The Office of the United Nations High Commissioner for Refugees has recently issued a report, Women on the Run, in which they spoke with 160 women from Guatemala, El Salvador, Honduras, and Mexico. In this report, they found that two thirds of the women interviewed tried to flee violence by moving to another location in their own country, but ultimately, the gangs were able to find them and continued their threats. In situations such as this, applying for refugee status may be the next step. According to the 1951 Convention relating to the Status of Refugees (1951 Convention), refugee status may be granted if one is able to demonstrate:
“well-founded fear of being persecuted for reasons of race, religion, nationality, membership of a particular social group or political opinion; is outside the country of his nationality and is unable or, owing to such fear, is unwilling to avail himself of the protection of that country; or who, not having a nationality and being outside the country of his former habitual residence as a result of such events, is unable or, owing to such fear, is unwilling to return to it.”
This definition of refugee status may be broken down into three main requirements. Those applying for refugee status must be (1) have a well founded fear of persecution, (2) as a cause of their membership in a certain group, (3) in a state that is unwilling or unable to protect them. The 1951 Convention defines the membership groups as those of a certain race, religion, nationality, social group, or of a certain political persuasion. States may be unable or unwilling to protect their citizens by lack of a functioning police or justice system, or failures on the governmental level. Marta Juarez, director of the UNHCR’s Americas Bureau advocated that many Latino immigrants should in fact be eligible for refugee status. She has stated that “We believe that if their cases were further analyzed, many would be recognized as refugees with a well-founded fear of persecution and lack of protection in their countries” The following sections will analyze how the common factors of many Honduran immigrants fleeing gang violence fit into the categories necessary to be eligible for refugee status.
Through their money, scope and power, gangs and cartels control and suppress the communities in which they operate. They instil fear and kill innocent civilians. Children are consistently recruited to join and serve as lookouts, move drugs, and be hitmen. If they do not comply, not only are they killed, but their families are threatened and targeted as well. The danger is even more severe for young women:
“The gangs treat women much worse than men. They want us to join as members, but then women are also threatened to be gang members’ ‘girlfriends,’ and it’s never just sex with the one; it’s forced sex with all of them. Women are raped by them, tortured by them, abused by them.”
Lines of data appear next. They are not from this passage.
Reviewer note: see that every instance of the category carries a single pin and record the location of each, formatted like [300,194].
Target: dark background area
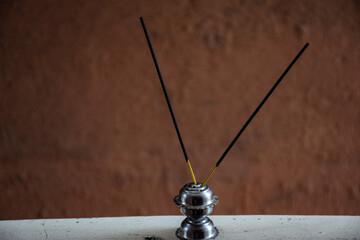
[85,130]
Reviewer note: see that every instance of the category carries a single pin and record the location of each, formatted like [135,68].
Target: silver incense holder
[196,202]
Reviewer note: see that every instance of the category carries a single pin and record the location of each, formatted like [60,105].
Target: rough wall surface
[85,130]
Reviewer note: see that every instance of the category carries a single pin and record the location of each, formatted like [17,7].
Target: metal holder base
[197,230]
[196,202]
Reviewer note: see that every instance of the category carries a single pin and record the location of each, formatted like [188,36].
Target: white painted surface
[163,227]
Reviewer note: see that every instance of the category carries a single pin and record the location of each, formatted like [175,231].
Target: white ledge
[164,227]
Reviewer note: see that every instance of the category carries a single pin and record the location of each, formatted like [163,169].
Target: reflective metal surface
[196,202]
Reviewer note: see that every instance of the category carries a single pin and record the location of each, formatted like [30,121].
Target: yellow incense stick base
[192,173]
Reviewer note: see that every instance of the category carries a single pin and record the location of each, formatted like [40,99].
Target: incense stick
[167,99]
[256,110]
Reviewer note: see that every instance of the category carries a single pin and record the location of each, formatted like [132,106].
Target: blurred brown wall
[85,130]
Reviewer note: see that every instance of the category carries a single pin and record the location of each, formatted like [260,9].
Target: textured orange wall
[85,130]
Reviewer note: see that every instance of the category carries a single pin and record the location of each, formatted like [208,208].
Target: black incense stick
[167,97]
[257,109]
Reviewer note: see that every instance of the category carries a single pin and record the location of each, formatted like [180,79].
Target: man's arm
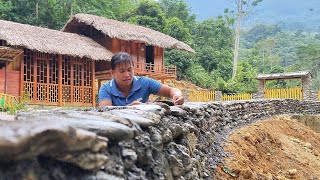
[105,103]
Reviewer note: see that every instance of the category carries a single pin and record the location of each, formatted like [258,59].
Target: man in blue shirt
[126,89]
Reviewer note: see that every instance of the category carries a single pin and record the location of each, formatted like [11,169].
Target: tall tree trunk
[237,40]
[37,9]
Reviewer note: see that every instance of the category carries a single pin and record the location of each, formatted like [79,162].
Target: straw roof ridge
[52,41]
[129,32]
One woman disclosed to the UNHCR how a gang kidnapped her thirteen year old grandson. When she and her family finally found him, he had been murdered and tortured, with his head cut off and body tied up. Like this thirteen year old child, it was found that nearly 58% of children that the UNHCR spoke with at the border indicated a need for international protection.
Membership of a Certain Group
Traditionally, membership in certain groups has been very clear cut, and largely based on visible identifiers. The Holocaust provides a strong example; anyone who was Jewish, homosexual, or outside the physical parameters of a perfect Aryan being, was killed. But the guidelines of group membership include not only race, religion, and nationality, but those in particular social and political groups as well. To address the new system of persecution seen with organized violence, the UNHCR suggests that the social groups be interpreted in such a way in which those holding anti-gang sentiment would be considered to be a political, social, and/or religious group, and therefore qualify for refugee protection.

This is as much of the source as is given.